Floating wind power projects could be competitive with conventional offshore wind as early as 2026, according to new calculations from Rethink Technology Research (RTR), but hinge on a global build-out rate that remains uncertain due to likely “delays or [market] turbulence”.

The Bristol, UK-based anaylyst group sees a large forecast “leeway” between its low- and high-end 2030 scenarios – 11.8GW and 18.9GW – given the sector’s reliance on “auctions and government sponsored deals” that could suffer postponement, deferral or under-investment in the coming decade.

“A forecast that offers that amount of leeway – a full 7.1 GW – [might be thought] about as much use as a ‘chocolate teapot’,” stated RTR principle analyst Peter White. “If you simply survey all of the ‘well known’ developer segments around the world, you come up with a figure of around 15GW. But many of these involve auctions and government sponsored deals that we believe will be delayed, deferred and under invested by 2030.”

“Most of these initiatives - in the UK, France, Portugal, Japan, the US, South Korea and Taiwan will meet some form of delay or turbulence along the way and while they are all supposed to be complete by 2030, we have not managed to convince ourselves that any of these will meet government inspired capacity targets by that date. We think most or all of them will eventually, but not by 2030.”

But White stressed that marketplace flux strikes a light for the more optimistic end of RTR’s forecast spread. “There are three or four floating platforms are now well established and can be shown to ‘do the job’, [and] there are many others which are not yet proven – some [of which] never will be – while others just need more time.

“As we get through these early years, the time to market for a new [offshore] territory can be brought down considerably, compared to these pioneering regions.”

He said there remained “plenty of time” to begin scaling in early-mover markets, while developing floating wind plays in regions where technology “should sit well, and could mature in plenty of time to be delivered in time” for a high-end forecast.

“This is a case of saying the market is 18.9GW with some downside, or 11.8GW with some upside.

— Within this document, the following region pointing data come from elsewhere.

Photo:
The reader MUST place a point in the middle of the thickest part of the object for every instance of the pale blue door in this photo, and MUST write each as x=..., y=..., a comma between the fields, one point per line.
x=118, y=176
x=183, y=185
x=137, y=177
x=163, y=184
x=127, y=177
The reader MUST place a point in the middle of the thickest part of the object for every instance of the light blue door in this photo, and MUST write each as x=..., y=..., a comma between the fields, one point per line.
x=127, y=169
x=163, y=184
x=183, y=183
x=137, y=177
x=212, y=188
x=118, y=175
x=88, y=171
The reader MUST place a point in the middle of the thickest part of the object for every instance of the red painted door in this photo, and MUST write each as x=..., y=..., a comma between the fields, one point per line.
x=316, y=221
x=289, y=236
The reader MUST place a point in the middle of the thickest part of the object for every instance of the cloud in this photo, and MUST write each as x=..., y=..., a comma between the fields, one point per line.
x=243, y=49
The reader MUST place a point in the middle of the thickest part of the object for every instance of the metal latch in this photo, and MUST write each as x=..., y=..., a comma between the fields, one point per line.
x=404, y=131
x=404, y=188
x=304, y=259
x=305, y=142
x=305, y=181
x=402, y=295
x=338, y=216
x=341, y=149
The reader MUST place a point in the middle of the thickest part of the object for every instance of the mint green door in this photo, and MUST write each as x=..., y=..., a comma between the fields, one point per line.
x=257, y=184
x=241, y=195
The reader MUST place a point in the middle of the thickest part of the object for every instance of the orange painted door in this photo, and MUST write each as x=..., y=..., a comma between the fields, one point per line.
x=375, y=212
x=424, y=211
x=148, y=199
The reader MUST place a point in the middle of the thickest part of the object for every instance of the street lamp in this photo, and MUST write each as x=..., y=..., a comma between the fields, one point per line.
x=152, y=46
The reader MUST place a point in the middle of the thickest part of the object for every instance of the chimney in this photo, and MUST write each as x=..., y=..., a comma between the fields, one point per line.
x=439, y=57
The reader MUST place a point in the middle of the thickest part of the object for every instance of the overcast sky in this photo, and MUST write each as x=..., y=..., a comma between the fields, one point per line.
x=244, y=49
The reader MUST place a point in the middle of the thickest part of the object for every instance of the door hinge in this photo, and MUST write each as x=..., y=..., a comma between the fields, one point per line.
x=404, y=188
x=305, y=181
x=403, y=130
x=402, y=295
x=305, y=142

We would be fairly sure that if this was a 15-year forecast the numbers would be closer to 28GW.”

The floating wind sector has gone from consisting a single 2.3MW unit moored off the coast of Norway in 2009 to the brink of industrialisation, recently supercharged by an upsurge in utility-scale projects moving ahead in Asia, a region seen as central to the industrial aspirations of the rapidly emerging sector.

South Korea has a 1.4GW complex underway, including a 200MW project recently sanctioned by developer Equinor and its two in-country partners, and Japan has a “multi-hundred megawatt” development being advanced by France’s Ideol and partner Shizen Energy.

Petro-state Saudi Arabia is the latest to join the trend, with Abu Dhabi-headquartered renewables investment group Plambeck Emirates having signed a memorandum of understanding with Italian offshore contractor Saipem to build a 500MW floating wind farm in the Persian Gulf off Saudi.

Last week, Recharge revealed the International Renewable Energy Agency has doubled its 2050 expectation of installed offshore wind capacity to 1TW, including 150-250GW of floating wind.